Grieg Seafood has announced the signing of a NOK 3.2 billion (£268m) five-year senior secured sustainability-linked facilities agreement with DNB Bank ASA and Nordea Bank, to refinance its existing bank facilities.

The agreement provides for a NOK 750m (£62m) term loan, a €75m (£63m) term loan, a NOK 1,500m (£125m) revolving credit facility. In addition, Grieg Seafood has access to a NOK 200m (£16.6m) overdraft facility.

The sole financial covenant governing the facilities is a minimum equity ratio of 31%, excluding IFRS 16 effects.

Grieg Seafood CEO Andreas Kvame said: “The new debt structure will secure the long-term financing of our ongoing operations and at the same time reduce the company’s financial costs.

The new facilities will provide the flexibility for us to execute our strategic priorities and to deliver on our long-term ambition of sustainable and profitable growth, while maintaining a robust capital structure in line with our communicated targets”.

Grieg, which completed the sale of its Shetland assets to Scottish Sea farms for £164m in December, is due to report its final quarter results for 2021 next week.
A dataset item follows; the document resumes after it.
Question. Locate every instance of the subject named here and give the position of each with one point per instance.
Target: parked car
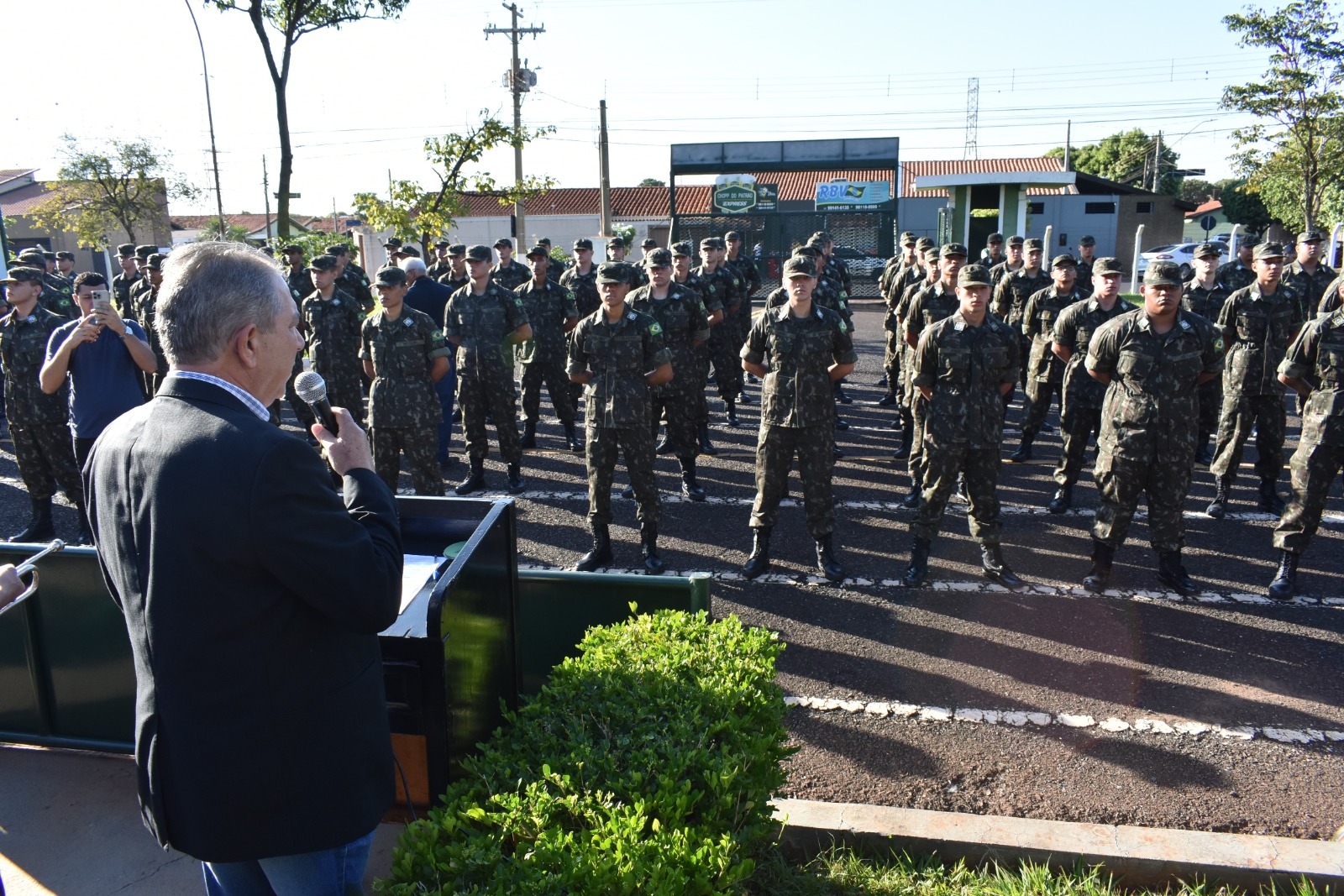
(1180, 254)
The company has already said it plans to concentrate on its Norwegian and Canadian businesses.

It has also committed itself to aim for global growth, cost improvements repositioning the company in the market through downstream partnership.

However, along with other salmon companies, it has come up against Canadian Government opposition to its open net farming operations in British Columbia.

It was also forced to cull a million salmon in Newfoundland last year following an ISA (infectious salmon anaemia) scare.